¿Qué decir? Realmente un libro que me ha emocionado, especialmente su final. No por que el libro exprese un mensaje susceptible de tocar las fibras mas profundas de todo lector, sino todo lo contrario, un mensaje que podrá entender solo y nada mas, aquel que viva en la realidad actual de la República Argentina.
La demostración que hace el autor en cada párrafo, no es más que una demostración de su profundo amor por el pueblo Argentino y su deseo vehemente por una patria LIBRE Y PROSPERA.
En 1852, Alberdi escribió lo que él, haciendo un estudio exhaustivo y comparativo de las mejores constituciones del mundo en aquella época, considero debían ser los principios y normas fundacionales de nuestra Nación. Tal fue así, que la constitución dictada en 1853 -y las reformas dictadas hasta la fecha- estuvieron ampliamente inspiradas en esta obra.
Sencillamente es imposible no emocionarse con la lectura de este texto. Fue un adelantado a la época. Expuso ideas que en aquel momento todavía ni llegaban a Sudamérica. La constitución que logramos, fue de un nivel superlativo en comparación a todas las que existían en la región.
Cito dos frases que me gustaron:
"Nada hay de preciso ni determinado en la cantidad; todo esta en la substancia (en el contenido)"
"La claridad de la ley viene de su lógica, de su método, del encadenamiento y filiación de sus partes. La claridad de una ley es su primer requisito para ser conocida y realizada; pues no se practica bien lo que se comprende mal"
Sus propuestas fueron diversas. Entre ellas: poblar el territorio, establecer la libertad de comercio y navegación, adoptar la forma de gobierno representativa (de corte presidencialista) y republicana, y una forma de estado federal, entre otras cosas.
Para ir cerrando.
En una de sus partes decía que había que traer gente culta y trabajadora para poblar las tierras Argentinas, a los fines de ocupar este territorio que se encontraba severamente despoblado. De esta manera - entre otras más- sería posible una nación prospera.
Decidí cerrar con esto último, ya que realmente es muy triste si lo contrastamos con la realidad actual. El presente nos demuestra ser diametralmente opuesto a aquellas intenciones; un éxodo de jóvenes nunca antes visto, en busca de oportunidades en otros países dado que el nuestro ha devenido decadente.

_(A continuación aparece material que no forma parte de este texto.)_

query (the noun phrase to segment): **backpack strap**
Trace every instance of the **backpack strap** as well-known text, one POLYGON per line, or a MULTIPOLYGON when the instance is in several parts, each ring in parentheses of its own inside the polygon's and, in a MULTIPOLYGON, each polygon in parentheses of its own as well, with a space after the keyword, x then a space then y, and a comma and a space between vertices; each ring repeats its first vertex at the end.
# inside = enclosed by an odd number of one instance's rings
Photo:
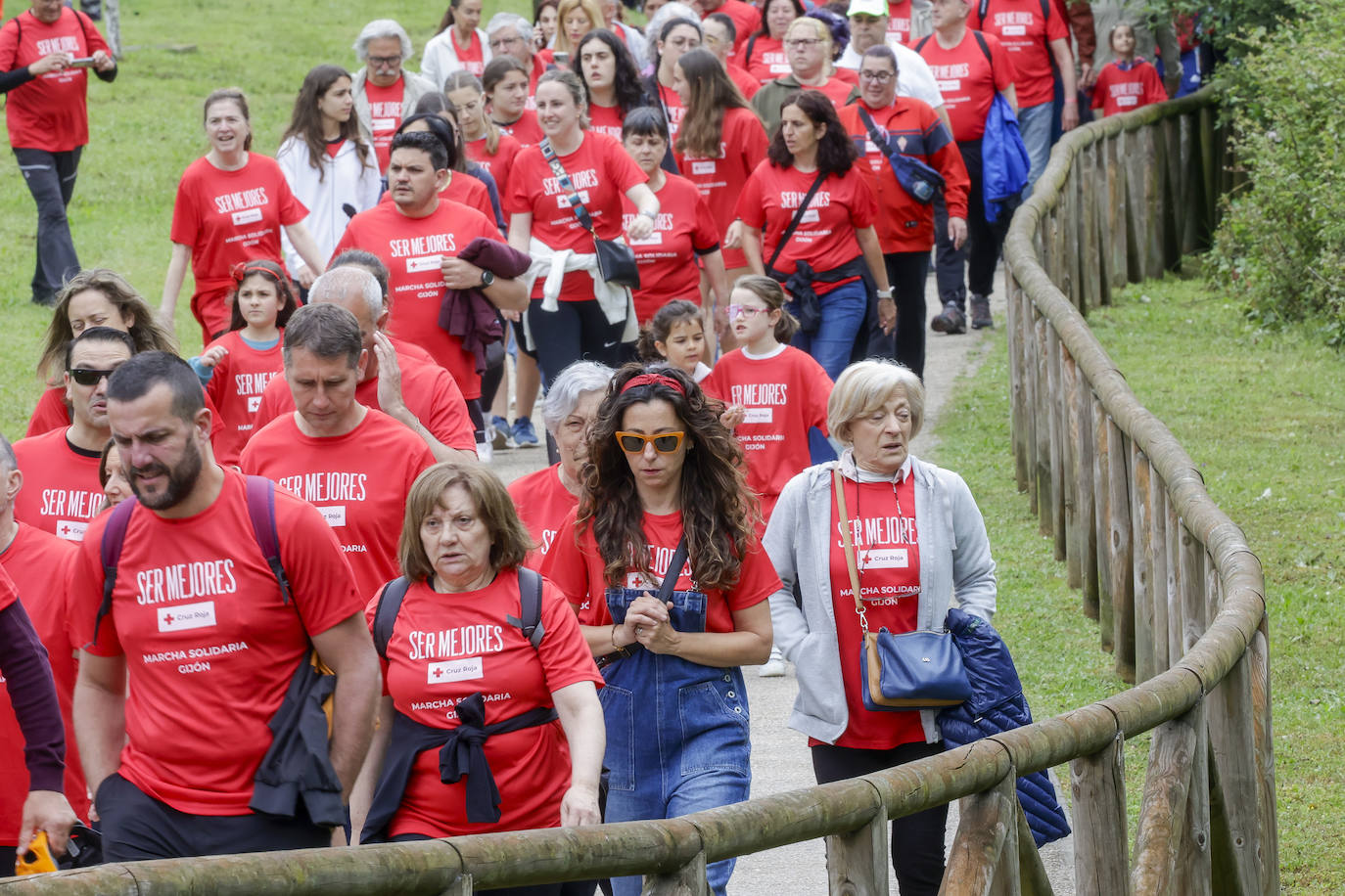
POLYGON ((397 576, 383 586, 378 592, 378 607, 374 610, 374 647, 378 656, 387 660, 387 642, 393 639, 393 627, 397 625, 397 614, 402 611, 402 600, 412 587, 412 580, 406 576, 397 576))
POLYGON ((102 618, 112 613, 112 592, 117 587, 117 563, 121 562, 121 545, 126 540, 130 514, 136 512, 139 504, 140 501, 134 497, 129 497, 108 514, 108 525, 98 543, 98 562, 102 564, 102 603, 98 604, 98 615, 93 621, 93 641, 89 643, 98 643, 98 626, 102 625, 102 618))
POLYGON ((289 603, 289 576, 280 562, 280 536, 276 533, 276 484, 266 477, 247 477, 247 519, 252 521, 257 547, 280 584, 280 602, 289 603))

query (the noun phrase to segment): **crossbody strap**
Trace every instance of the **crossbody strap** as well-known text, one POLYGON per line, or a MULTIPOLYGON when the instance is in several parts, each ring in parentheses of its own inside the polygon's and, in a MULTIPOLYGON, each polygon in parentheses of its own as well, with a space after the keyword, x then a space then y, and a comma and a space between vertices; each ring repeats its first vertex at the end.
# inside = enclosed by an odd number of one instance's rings
POLYGON ((794 211, 794 218, 790 220, 790 226, 785 227, 784 232, 780 235, 780 242, 775 244, 775 251, 771 253, 771 261, 765 263, 767 270, 775 267, 775 259, 780 257, 780 253, 784 251, 784 244, 790 242, 790 238, 794 236, 794 231, 799 228, 799 222, 803 220, 803 212, 807 211, 808 203, 812 201, 812 196, 816 195, 818 188, 822 187, 822 181, 826 179, 826 172, 819 171, 816 179, 812 181, 812 185, 808 187, 808 192, 803 195, 803 201, 799 203, 799 207, 794 211))
POLYGON ((555 175, 555 180, 561 181, 561 189, 565 191, 566 197, 570 200, 570 211, 574 216, 580 219, 580 224, 590 234, 597 235, 593 231, 593 218, 588 214, 588 208, 584 207, 584 200, 580 199, 578 192, 574 189, 574 181, 565 172, 565 165, 561 164, 560 157, 555 154, 555 149, 551 148, 551 140, 549 137, 542 137, 542 142, 538 144, 538 149, 542 150, 542 157, 546 159, 546 164, 551 167, 551 173, 555 175))
POLYGON ((841 543, 845 545, 845 566, 850 572, 850 591, 854 594, 854 611, 859 614, 859 627, 869 634, 869 618, 863 613, 863 598, 859 596, 859 570, 854 562, 854 541, 850 540, 850 512, 845 505, 845 477, 841 465, 831 470, 833 489, 837 493, 837 510, 841 512, 841 543))

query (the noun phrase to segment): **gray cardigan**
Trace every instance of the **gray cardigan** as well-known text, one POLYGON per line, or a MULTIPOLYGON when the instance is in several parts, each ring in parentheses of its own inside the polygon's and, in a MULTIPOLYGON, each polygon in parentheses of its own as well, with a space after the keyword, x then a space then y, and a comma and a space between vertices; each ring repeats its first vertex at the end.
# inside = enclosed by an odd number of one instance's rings
MULTIPOLYGON (((831 602, 831 470, 841 463, 842 474, 855 478, 854 459, 846 451, 839 461, 810 466, 780 492, 771 513, 764 545, 780 576, 781 587, 771 595, 771 623, 775 643, 795 664, 799 696, 788 725, 810 737, 835 743, 849 721, 841 664, 858 657, 841 657, 837 646, 837 618, 831 602), (799 582, 803 609, 794 602, 799 582)), ((995 563, 981 509, 962 477, 951 470, 911 458, 915 477, 916 532, 920 537, 920 598, 916 625, 943 629, 948 604, 956 591, 959 606, 989 621, 995 611, 995 563)), ((859 625, 853 613, 843 621, 859 625)), ((923 711, 925 740, 939 739, 935 713, 923 711)))

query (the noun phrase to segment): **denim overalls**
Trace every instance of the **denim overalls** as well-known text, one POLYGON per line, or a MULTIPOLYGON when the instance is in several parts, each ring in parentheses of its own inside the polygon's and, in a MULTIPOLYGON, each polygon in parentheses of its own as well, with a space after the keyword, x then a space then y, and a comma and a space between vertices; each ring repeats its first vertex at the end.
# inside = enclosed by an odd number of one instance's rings
MULTIPOLYGON (((670 574, 675 575, 675 572, 670 574)), ((612 621, 646 588, 608 588, 612 621)), ((705 631, 706 595, 674 591, 670 623, 678 631, 705 631)), ((752 743, 742 670, 716 669, 681 657, 638 650, 603 669, 599 692, 607 720, 611 771, 604 821, 674 818, 748 798, 752 743)), ((706 870, 724 896, 734 860, 706 870)), ((612 880, 617 896, 638 896, 639 877, 612 880)))

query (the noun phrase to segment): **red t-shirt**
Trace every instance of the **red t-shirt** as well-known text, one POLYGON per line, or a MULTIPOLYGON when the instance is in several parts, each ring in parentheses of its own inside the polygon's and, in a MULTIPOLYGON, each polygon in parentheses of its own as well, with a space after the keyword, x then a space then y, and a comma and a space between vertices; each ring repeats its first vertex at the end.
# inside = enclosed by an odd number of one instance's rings
POLYGON ((888 40, 911 43, 911 0, 888 0, 888 40))
POLYGON ((1007 90, 1015 79, 1014 64, 999 39, 991 34, 981 36, 990 47, 990 59, 981 51, 976 35, 970 28, 951 50, 939 46, 937 35, 917 44, 920 55, 929 63, 939 93, 943 94, 943 106, 952 122, 952 138, 959 142, 981 140, 981 134, 986 133, 986 116, 990 114, 995 91, 1007 90))
POLYGON ((888 132, 905 156, 920 159, 943 175, 944 203, 952 218, 967 216, 967 167, 952 142, 952 134, 928 103, 911 97, 897 97, 893 105, 873 109, 858 99, 839 110, 841 124, 859 152, 858 168, 878 199, 878 244, 884 253, 929 251, 933 246, 933 206, 921 204, 897 183, 888 161, 888 149, 869 140, 869 128, 859 109, 873 124, 888 132))
MULTIPOLYGON (((763 265, 771 261, 780 235, 814 180, 816 172, 802 172, 794 165, 776 168, 769 160, 757 165, 748 177, 738 199, 738 216, 745 224, 761 230, 763 265)), ((775 269, 792 274, 800 261, 807 261, 812 270, 820 273, 858 258, 862 253, 854 231, 873 224, 877 215, 878 203, 858 165, 850 165, 843 175, 829 176, 803 211, 799 227, 775 261, 775 269)), ((850 279, 818 282, 814 289, 819 294, 829 293, 850 279)))
POLYGON ((561 482, 561 465, 542 467, 510 482, 508 496, 514 498, 518 519, 537 541, 537 549, 527 555, 529 567, 537 570, 550 551, 555 532, 565 517, 574 513, 580 500, 561 482))
MULTIPOLYGON (((737 218, 737 201, 742 185, 765 159, 768 145, 765 128, 761 126, 756 113, 751 109, 728 109, 720 132, 718 159, 675 153, 682 175, 699 188, 710 207, 721 239, 737 218)), ((726 269, 746 267, 746 263, 741 249, 724 250, 726 269)))
MULTIPOLYGON (((570 176, 584 207, 593 219, 593 227, 603 239, 621 235, 621 196, 631 187, 648 181, 620 141, 584 132, 578 149, 560 156, 561 167, 570 176)), ((593 253, 593 238, 570 208, 569 193, 537 146, 527 146, 514 160, 514 179, 504 197, 508 215, 533 215, 533 236, 551 249, 572 249, 593 253)), ((543 282, 533 286, 533 298, 542 297, 543 282)), ((593 298, 593 278, 584 271, 565 275, 561 301, 580 302, 593 298)))
POLYGON ((792 345, 781 345, 771 357, 749 357, 736 348, 716 363, 701 388, 744 407, 733 434, 746 457, 748 488, 761 496, 764 524, 784 484, 812 463, 808 429, 827 431, 831 377, 792 345))
POLYGON ((1112 60, 1098 75, 1092 107, 1102 109, 1104 116, 1115 116, 1165 99, 1167 90, 1163 87, 1163 79, 1149 62, 1135 59, 1128 69, 1122 69, 1120 60, 1112 60))
MULTIPOLYGON (((529 102, 531 102, 531 99, 529 99, 529 102)), ((537 124, 535 109, 525 109, 523 114, 518 117, 518 121, 511 125, 503 125, 496 121, 495 126, 500 129, 502 134, 512 137, 522 146, 535 146, 542 142, 542 137, 546 136, 542 133, 542 125, 537 124)))
MULTIPOLYGON (((1050 42, 1069 40, 1065 20, 1049 15, 1049 4, 1048 15, 1042 19, 1041 5, 1041 0, 987 0, 985 21, 976 5, 971 7, 967 16, 968 28, 998 38, 1013 59, 1014 91, 1018 94, 1020 109, 1050 102, 1056 89, 1056 77, 1050 71, 1054 58, 1050 42)), ((947 101, 944 97, 944 102, 947 101)))
MULTIPOLYGON (((468 177, 477 185, 479 180, 468 177)), ((438 325, 444 301, 444 255, 457 255, 477 236, 499 240, 491 218, 475 208, 444 200, 424 218, 408 218, 395 203, 381 204, 355 215, 335 258, 347 249, 371 251, 387 266, 387 298, 393 306, 389 329, 416 343, 457 380, 465 398, 480 398, 482 377, 476 359, 463 348, 463 340, 438 325)))
POLYGON ((382 411, 344 435, 304 435, 293 414, 278 416, 243 449, 239 469, 265 476, 317 508, 336 532, 355 574, 370 594, 398 575, 397 539, 412 482, 434 455, 425 442, 382 411))
POLYGON ((599 106, 597 103, 589 106, 589 133, 607 134, 613 140, 620 140, 624 121, 625 116, 620 106, 599 106))
MULTIPOLYGON (((674 298, 701 304, 701 269, 695 255, 714 251, 720 228, 701 191, 686 177, 664 173, 659 216, 654 232, 632 239, 635 263, 640 266, 640 289, 635 290, 635 316, 647 324, 655 312, 674 298)), ((639 214, 635 203, 621 196, 625 224, 639 214)))
MULTIPOLYGON (((397 348, 397 365, 402 371, 402 402, 406 410, 416 415, 429 434, 451 449, 459 451, 476 453, 476 435, 472 418, 467 412, 467 402, 457 383, 433 359, 418 357, 409 349, 420 351, 418 347, 401 340, 393 340, 397 348)), ((377 407, 378 377, 364 380, 355 387, 355 400, 364 407, 377 407)), ((295 410, 295 396, 289 392, 289 383, 285 373, 272 377, 266 384, 266 391, 261 395, 261 407, 257 408, 257 418, 253 422, 254 431, 274 420, 282 414, 295 410)))
MULTIPOLYGON (((62 789, 79 818, 89 818, 89 791, 71 721, 71 696, 79 664, 79 645, 70 631, 66 613, 66 580, 77 548, 69 541, 19 524, 19 531, 0 551, 0 610, 23 595, 23 609, 47 649, 51 677, 56 684, 56 703, 66 725, 66 775, 62 789), (4 574, 13 580, 9 586, 4 574)), ((0 684, 4 677, 0 676, 0 684)), ((9 692, 0 686, 0 845, 16 846, 23 801, 28 795, 28 768, 23 758, 23 731, 13 717, 9 692)))
POLYGON ((243 340, 239 330, 231 330, 206 347, 207 351, 215 345, 229 349, 206 383, 206 394, 219 408, 223 422, 219 433, 210 439, 217 462, 225 466, 238 463, 243 445, 253 434, 261 394, 272 377, 285 369, 282 343, 284 336, 270 348, 258 351, 243 340))
MULTIPOLYGON (((109 52, 98 28, 82 12, 61 8, 46 23, 24 9, 0 30, 0 71, 13 71, 63 51, 81 59, 98 50, 109 52)), ((9 91, 5 124, 9 145, 20 149, 69 152, 89 142, 89 110, 85 103, 93 69, 48 71, 9 91)))
MULTIPOLYGON (((499 195, 503 196, 504 191, 508 189, 508 176, 514 171, 514 156, 523 146, 507 134, 500 134, 500 142, 495 148, 494 153, 486 150, 486 137, 479 137, 467 142, 467 157, 475 161, 477 165, 490 172, 491 177, 495 179, 495 187, 499 195)), ((494 216, 495 210, 491 210, 494 216)))
MULTIPOLYGON (((375 595, 364 611, 370 627, 375 595)), ((383 676, 398 712, 433 728, 456 728, 453 705, 473 693, 486 699, 486 724, 553 707, 551 695, 581 681, 603 686, 565 596, 542 586, 542 629, 534 647, 522 629, 518 571, 502 570, 479 591, 437 594, 424 582, 402 600, 387 639, 383 676)), ((487 830, 558 827, 561 798, 570 786, 570 752, 560 720, 486 740, 486 760, 500 794, 500 819, 467 821, 465 779, 445 785, 438 750, 416 758, 389 834, 453 837, 487 830)))
MULTIPOLYGON (((592 525, 576 536, 576 513, 566 516, 561 524, 561 531, 551 549, 542 560, 542 575, 565 592, 570 604, 580 614, 582 625, 612 625, 612 614, 607 610, 607 579, 604 578, 607 563, 597 552, 597 540, 593 537, 592 525)), ((650 566, 654 575, 662 582, 663 576, 667 575, 668 563, 672 562, 677 544, 682 539, 682 514, 646 513, 643 529, 650 545, 650 566)), ((659 591, 656 582, 651 582, 648 576, 636 570, 627 571, 621 587, 646 588, 650 594, 659 591)), ((701 590, 691 578, 690 559, 683 564, 674 590, 701 590)), ((753 543, 748 548, 746 556, 742 557, 737 584, 729 592, 720 588, 705 591, 705 630, 736 631, 733 627, 734 611, 756 606, 779 590, 780 576, 775 574, 771 559, 761 549, 760 543, 753 543)))
POLYGON ((391 156, 393 137, 402 126, 402 98, 406 94, 406 79, 397 77, 397 83, 389 87, 379 87, 373 81, 364 79, 364 97, 369 99, 369 120, 374 154, 378 156, 378 171, 387 171, 387 161, 391 156))
POLYGON ((792 71, 790 69, 790 59, 784 55, 783 39, 759 34, 749 35, 748 42, 752 43, 752 54, 748 55, 746 44, 742 44, 744 55, 740 64, 757 81, 765 83, 776 78, 784 78, 792 71))
POLYGON ((126 746, 117 771, 147 795, 194 815, 249 811, 268 727, 321 634, 358 614, 350 566, 309 504, 276 489, 280 559, 292 600, 266 566, 247 517, 243 476, 225 470, 215 502, 183 520, 136 508, 112 611, 102 603, 98 517, 70 586, 77 638, 98 657, 126 657, 126 746), (90 643, 93 642, 93 643, 90 643))
POLYGON ((81 541, 89 520, 102 508, 100 453, 71 446, 66 430, 51 430, 13 443, 23 470, 13 517, 67 541, 81 541))
MULTIPOLYGON (((869 631, 886 629, 893 634, 915 631, 920 603, 920 544, 916 532, 915 481, 907 476, 896 489, 890 482, 845 480, 850 537, 859 570, 859 592, 869 619, 869 631), (893 500, 893 490, 896 500, 893 500)), ((859 681, 859 652, 863 634, 854 611, 854 594, 841 540, 841 514, 831 501, 831 603, 841 650, 841 678, 849 723, 835 746, 859 750, 890 750, 908 743, 924 743, 920 712, 872 712, 863 708, 859 681)))
POLYGON ((178 184, 169 238, 191 247, 196 279, 191 310, 206 332, 229 329, 229 308, 221 301, 234 286, 229 269, 253 258, 282 258, 281 227, 307 216, 308 210, 289 191, 270 156, 247 153, 238 171, 221 171, 204 157, 187 165, 178 184))

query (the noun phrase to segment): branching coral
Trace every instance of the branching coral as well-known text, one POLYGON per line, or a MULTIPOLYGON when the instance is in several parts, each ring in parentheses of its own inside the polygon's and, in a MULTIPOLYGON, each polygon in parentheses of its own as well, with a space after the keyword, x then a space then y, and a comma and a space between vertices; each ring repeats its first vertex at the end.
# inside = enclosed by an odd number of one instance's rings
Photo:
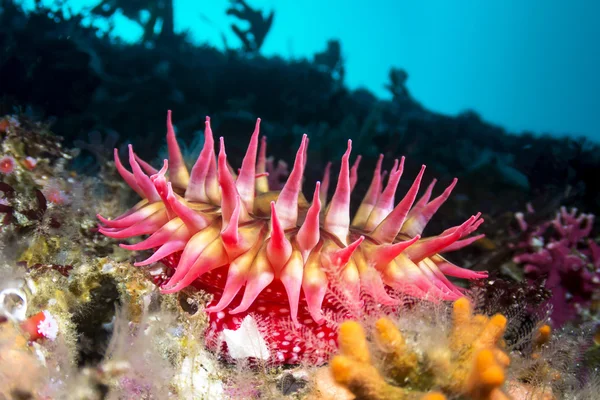
MULTIPOLYGON (((247 316, 253 315, 267 318, 271 326, 285 326, 286 322, 303 325, 326 347, 335 344, 336 326, 326 323, 325 314, 344 315, 343 303, 359 304, 361 296, 366 295, 378 303, 398 305, 402 300, 394 297, 394 292, 453 300, 462 292, 446 275, 467 279, 487 276, 459 268, 438 254, 477 240, 479 236, 468 236, 483 222, 480 214, 438 236, 421 239, 423 229, 449 197, 456 179, 433 200, 432 183, 416 201, 425 172, 422 166, 408 193, 395 205, 404 157, 394 161, 384 188, 381 156, 371 186, 351 219, 350 195, 360 162, 359 156, 350 165, 352 141, 348 141, 342 157, 331 201, 327 204, 330 177, 326 170, 322 184, 316 183, 309 206, 301 192, 307 136, 302 137, 285 185, 280 192, 272 192, 262 174, 266 155, 259 126, 260 120, 236 176, 227 160, 223 138, 218 156, 215 153, 207 118, 204 147, 190 174, 169 112, 169 160, 164 161, 160 171, 141 161, 130 146, 130 172, 115 149, 119 173, 144 200, 113 220, 98 216, 99 231, 106 236, 127 239, 151 235, 140 243, 121 247, 154 250, 152 256, 135 265, 162 261, 174 269, 161 288, 163 293, 195 286, 218 296, 206 309, 211 318, 209 343, 219 346, 222 332, 237 330, 248 321, 247 316), (327 297, 334 286, 342 294, 337 303, 327 297)), ((322 358, 313 352, 319 346, 308 349, 303 337, 292 335, 289 329, 261 333, 268 334, 262 340, 270 344, 269 352, 254 353, 261 354, 261 358, 273 362, 322 358)))
POLYGON ((381 318, 373 332, 381 356, 377 367, 363 327, 348 321, 340 327, 341 355, 332 359, 331 371, 361 399, 507 399, 500 389, 510 363, 501 342, 505 328, 505 317, 473 315, 470 302, 461 298, 454 303, 448 346, 416 349, 392 320, 381 318))
MULTIPOLYGON (((530 208, 528 214, 533 214, 530 208)), ((594 216, 562 207, 552 220, 530 226, 516 214, 524 239, 515 245, 514 262, 531 280, 545 278, 552 291, 552 321, 575 320, 581 308, 597 299, 600 289, 600 246, 590 238, 594 216)))

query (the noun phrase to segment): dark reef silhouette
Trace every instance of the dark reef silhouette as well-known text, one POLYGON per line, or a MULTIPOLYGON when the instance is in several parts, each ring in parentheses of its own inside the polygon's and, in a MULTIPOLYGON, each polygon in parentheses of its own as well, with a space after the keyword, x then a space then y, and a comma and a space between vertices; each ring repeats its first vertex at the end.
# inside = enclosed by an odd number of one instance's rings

Por último y tratando de imitar ese toque "romanticista" de Juan Bautista, tengo fe en la idea de que todo este periodo que data desde 1953/60 hasta nuestros tiempos, fue un periodo de búsqueda y maduración, y que a partir de ahora, con el retorno de las ideas que nos fundaron como república, nos encontremos nuevamente en aquel camino: ¡EL CAMINO HACIA UNA ARGENTINA LIBRE Y PROSPERA!